Here are some noticiable changes to the blog.

Font: The font in most of the post, title and side bar has been changed from Times New Roman to Arial. Arial is one of my fonts of choice and as we learned today, it is easier to the eyes. I discovered make Arial into a default text. Hooray… no more forgetfulness of having Times when what I really want is Arial.

The Header: I couldn't tell what the font was originally in the header. I can only tell you that it has changed to Georgia.

Font size: The font size to the post text has also been made larger so it is easier to read. I was able to increase the font size in the settings. So it is still normal but looks larger.

Photograph at the top of this post has been increased in size. An extra photo had been added lower down the post. Another photo has been changed in a previous post.

Colour change to the header, title and links.
The header has been changed from light grey to black.
The titles were originally orange but are now black.
The links The link colour was a little bit of a problem for me as the paler blue links made the difficult to distinguish from the text. And now they are one of my favourite colours.

Another alteration that has been made is trying to have some sort of consistency of labelling artwork throughout the blog.

It looks much better!

Over all I am pleased with the changes but will have to return to it with some changes at a later date. There are still a few more tweaks I would like to do such as add a few more photos to a post and work on developing a header.

Thanks for Alyson's advice. There has been so much improvement to it all ready.

Kim Bennett

Sunday, 3 May 2009

A Kreativ Blog Award!

Hurray! Smiles to go all around! I received my first blog award!

Laure Ferlita
has graced me with the Kreative Blogger award.

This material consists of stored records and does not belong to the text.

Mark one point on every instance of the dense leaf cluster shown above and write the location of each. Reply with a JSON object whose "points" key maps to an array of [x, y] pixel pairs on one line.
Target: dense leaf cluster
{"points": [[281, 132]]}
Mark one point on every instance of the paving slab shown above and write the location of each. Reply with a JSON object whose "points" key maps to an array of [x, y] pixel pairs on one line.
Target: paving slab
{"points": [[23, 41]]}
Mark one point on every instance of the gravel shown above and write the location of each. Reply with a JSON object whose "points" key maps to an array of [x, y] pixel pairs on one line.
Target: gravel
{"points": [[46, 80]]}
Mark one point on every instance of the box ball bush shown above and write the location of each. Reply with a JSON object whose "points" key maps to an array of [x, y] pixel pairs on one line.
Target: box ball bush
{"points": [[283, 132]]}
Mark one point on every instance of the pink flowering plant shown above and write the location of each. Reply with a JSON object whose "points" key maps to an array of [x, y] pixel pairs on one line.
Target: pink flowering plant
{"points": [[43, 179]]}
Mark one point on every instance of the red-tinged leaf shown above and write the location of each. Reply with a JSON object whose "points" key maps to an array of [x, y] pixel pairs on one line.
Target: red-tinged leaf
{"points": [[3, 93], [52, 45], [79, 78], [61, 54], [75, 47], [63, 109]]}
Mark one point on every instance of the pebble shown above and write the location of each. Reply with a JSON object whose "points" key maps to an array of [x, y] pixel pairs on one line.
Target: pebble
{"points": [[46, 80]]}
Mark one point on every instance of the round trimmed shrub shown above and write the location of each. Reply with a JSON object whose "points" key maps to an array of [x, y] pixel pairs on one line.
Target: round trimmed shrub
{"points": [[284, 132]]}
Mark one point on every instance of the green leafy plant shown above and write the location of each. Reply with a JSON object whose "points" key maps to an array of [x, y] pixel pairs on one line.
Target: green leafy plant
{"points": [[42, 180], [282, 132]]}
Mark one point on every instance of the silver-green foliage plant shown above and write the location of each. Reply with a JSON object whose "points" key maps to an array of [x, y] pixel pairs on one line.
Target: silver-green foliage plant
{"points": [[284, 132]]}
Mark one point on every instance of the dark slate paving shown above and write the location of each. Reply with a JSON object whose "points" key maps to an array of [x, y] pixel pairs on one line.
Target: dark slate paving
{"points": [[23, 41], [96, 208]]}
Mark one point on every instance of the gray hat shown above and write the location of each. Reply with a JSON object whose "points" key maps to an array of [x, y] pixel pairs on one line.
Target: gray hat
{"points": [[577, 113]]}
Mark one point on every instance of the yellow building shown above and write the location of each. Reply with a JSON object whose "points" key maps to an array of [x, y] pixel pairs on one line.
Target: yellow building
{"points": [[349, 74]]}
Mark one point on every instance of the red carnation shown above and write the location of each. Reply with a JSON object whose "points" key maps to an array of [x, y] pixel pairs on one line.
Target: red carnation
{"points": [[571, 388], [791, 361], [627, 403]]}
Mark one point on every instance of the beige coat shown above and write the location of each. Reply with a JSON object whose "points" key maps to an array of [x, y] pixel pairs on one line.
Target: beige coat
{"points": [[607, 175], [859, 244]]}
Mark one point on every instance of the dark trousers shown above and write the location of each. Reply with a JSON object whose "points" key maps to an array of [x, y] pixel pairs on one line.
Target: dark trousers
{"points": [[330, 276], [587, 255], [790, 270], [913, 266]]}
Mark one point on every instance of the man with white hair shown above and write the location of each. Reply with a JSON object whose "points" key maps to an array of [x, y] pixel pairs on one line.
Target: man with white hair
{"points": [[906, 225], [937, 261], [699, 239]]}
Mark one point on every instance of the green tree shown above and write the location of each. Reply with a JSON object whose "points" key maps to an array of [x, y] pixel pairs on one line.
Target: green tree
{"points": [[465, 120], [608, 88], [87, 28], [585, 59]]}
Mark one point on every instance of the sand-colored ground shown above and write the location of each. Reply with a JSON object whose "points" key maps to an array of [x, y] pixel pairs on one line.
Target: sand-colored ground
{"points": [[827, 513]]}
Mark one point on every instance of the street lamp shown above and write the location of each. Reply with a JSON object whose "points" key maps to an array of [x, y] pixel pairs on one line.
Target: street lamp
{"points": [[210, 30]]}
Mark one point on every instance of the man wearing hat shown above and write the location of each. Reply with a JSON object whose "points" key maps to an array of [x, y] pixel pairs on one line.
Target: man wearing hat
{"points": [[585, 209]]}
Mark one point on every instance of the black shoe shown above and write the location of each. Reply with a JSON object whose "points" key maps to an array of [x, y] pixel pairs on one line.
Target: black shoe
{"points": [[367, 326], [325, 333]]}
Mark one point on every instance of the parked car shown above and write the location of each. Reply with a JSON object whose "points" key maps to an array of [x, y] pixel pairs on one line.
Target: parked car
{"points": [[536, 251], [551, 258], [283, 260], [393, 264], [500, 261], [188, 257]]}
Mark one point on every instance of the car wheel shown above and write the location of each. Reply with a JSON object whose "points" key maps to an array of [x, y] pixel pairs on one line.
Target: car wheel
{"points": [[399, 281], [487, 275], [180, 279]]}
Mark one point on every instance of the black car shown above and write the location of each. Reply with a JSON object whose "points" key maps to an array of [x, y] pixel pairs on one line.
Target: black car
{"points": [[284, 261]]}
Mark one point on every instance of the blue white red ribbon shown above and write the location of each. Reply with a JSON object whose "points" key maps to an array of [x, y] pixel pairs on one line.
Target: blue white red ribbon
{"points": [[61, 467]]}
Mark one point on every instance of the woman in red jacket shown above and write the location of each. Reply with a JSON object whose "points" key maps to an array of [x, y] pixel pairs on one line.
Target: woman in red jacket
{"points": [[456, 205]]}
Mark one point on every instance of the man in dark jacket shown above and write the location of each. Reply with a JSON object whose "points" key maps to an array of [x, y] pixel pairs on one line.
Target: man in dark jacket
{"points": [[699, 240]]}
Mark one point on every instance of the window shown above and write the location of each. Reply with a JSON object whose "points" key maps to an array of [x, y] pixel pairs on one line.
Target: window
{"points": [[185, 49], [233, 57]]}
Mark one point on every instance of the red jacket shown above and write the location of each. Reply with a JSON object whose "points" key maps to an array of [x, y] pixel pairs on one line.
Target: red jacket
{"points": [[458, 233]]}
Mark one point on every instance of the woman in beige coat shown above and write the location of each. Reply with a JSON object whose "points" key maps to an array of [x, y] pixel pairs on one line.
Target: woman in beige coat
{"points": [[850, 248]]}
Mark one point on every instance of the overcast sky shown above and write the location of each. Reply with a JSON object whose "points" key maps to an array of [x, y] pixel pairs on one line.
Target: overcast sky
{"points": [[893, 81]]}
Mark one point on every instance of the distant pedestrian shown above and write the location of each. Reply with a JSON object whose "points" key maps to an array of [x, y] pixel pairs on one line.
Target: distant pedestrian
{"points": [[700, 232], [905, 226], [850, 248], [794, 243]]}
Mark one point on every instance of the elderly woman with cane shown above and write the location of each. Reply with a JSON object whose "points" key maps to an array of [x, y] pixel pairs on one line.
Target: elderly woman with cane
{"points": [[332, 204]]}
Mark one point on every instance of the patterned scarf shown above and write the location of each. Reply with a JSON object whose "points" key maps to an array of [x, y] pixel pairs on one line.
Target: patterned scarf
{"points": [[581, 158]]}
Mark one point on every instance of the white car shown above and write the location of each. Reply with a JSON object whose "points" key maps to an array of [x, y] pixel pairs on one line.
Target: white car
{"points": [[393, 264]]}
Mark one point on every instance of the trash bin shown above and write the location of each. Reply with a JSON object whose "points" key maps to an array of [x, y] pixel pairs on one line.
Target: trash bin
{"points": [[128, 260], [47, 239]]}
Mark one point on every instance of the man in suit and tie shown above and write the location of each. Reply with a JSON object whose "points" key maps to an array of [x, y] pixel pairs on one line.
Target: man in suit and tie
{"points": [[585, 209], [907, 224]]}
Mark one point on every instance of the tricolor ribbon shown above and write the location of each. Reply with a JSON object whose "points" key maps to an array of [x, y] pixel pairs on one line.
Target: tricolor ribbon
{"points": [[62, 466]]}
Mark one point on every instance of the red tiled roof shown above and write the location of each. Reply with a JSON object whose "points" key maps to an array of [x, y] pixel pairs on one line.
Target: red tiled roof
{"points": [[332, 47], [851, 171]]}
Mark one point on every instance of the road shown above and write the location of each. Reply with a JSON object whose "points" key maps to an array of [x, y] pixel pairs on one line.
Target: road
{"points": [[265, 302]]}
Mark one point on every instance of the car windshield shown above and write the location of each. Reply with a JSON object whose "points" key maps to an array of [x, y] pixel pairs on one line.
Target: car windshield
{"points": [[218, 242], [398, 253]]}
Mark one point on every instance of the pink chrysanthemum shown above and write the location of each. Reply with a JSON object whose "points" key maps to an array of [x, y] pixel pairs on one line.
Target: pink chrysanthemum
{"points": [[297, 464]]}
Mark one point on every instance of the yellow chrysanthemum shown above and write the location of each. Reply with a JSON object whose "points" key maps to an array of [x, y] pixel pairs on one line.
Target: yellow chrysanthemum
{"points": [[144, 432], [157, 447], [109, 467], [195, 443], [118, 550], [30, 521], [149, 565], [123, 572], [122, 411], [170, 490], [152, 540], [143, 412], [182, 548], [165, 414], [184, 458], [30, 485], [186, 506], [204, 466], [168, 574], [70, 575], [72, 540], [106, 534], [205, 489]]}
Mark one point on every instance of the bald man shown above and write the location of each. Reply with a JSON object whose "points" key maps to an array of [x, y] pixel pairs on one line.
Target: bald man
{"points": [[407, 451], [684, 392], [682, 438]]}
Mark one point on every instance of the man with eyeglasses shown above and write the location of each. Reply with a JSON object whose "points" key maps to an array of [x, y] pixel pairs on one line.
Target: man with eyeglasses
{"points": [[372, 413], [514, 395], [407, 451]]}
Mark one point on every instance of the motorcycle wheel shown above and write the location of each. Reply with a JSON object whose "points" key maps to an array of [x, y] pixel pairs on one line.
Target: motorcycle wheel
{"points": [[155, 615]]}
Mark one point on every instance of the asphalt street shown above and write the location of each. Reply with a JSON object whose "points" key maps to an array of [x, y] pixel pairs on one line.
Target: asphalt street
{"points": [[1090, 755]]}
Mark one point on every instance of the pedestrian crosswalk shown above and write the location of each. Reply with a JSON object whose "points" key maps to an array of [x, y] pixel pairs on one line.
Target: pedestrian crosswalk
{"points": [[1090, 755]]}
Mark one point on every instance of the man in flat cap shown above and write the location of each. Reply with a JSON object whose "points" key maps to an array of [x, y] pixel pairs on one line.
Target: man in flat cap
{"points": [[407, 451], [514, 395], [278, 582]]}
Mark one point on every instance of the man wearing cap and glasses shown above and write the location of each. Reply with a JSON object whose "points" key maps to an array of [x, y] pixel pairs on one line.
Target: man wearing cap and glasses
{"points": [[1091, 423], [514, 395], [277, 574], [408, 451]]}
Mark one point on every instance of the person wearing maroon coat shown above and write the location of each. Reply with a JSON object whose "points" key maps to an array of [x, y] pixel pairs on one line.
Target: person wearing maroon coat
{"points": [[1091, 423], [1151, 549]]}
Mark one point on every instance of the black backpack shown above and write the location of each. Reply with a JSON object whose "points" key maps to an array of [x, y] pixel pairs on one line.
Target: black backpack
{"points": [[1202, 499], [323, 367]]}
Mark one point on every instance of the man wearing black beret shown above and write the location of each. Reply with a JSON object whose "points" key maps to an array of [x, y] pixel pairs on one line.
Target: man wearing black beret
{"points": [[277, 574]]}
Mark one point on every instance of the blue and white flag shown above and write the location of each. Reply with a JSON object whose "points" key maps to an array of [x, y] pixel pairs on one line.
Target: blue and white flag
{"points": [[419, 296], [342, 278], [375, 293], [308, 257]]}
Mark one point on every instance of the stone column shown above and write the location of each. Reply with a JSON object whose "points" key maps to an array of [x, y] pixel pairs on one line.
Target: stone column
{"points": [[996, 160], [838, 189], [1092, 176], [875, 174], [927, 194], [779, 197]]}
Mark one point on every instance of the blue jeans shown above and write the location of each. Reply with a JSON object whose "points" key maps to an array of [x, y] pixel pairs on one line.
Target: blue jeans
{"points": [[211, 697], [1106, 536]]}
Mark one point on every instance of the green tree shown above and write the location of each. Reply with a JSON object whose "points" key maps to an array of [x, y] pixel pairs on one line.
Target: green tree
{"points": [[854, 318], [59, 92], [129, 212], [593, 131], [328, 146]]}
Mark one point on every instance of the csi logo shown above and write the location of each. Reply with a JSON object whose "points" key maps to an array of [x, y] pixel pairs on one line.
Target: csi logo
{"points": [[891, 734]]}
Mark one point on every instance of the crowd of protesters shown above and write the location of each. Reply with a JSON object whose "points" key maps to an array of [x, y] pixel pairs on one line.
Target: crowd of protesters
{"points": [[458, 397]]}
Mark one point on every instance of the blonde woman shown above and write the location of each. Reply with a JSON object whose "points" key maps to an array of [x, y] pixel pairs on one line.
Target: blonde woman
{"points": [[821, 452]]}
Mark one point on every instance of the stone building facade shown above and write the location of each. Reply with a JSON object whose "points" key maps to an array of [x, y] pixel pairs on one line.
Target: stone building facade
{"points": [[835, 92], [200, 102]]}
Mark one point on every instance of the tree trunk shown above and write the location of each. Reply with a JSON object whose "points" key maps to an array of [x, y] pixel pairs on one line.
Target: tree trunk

I have had a wonderful time looking through Laure’s blog Painted Thoughts. She is also in the process of starting a Painted Thoughts Sales Blog which will eventually house her painted works for sale. Best of luck on your new blog venture Laure!

Here are my 7 things I love in no particular order.

Cool wind on a warm summer night

Wading in the creek

Smell of fresh air in the morning

Creativity! Is there anything better?

My family and friends and a jolly cat named Spatz.

I love listening to music with my brother Mark. It just sounds so much better when he is there.

My one pair of woolly socks to keep me warm.

-Kim Bennett

Friday, 1 May 2009

Wounded Blog in Need of Help.

I got myself a prescription and enrolled in the 4-week course Blog Triage course with Cynthia Morris and Alyson Stanfield.

The first part of the lesson is to describe the people I want to visit and read my blog. The second part is to describe what kind of change and growth I would like to experience through blogging.

My blog serves or is going to as an outlet to share things that I am unable to cover in class and connect with other artists. I also wish to share my own experiences and insights that I encounter while painting. And let’s have some fun too!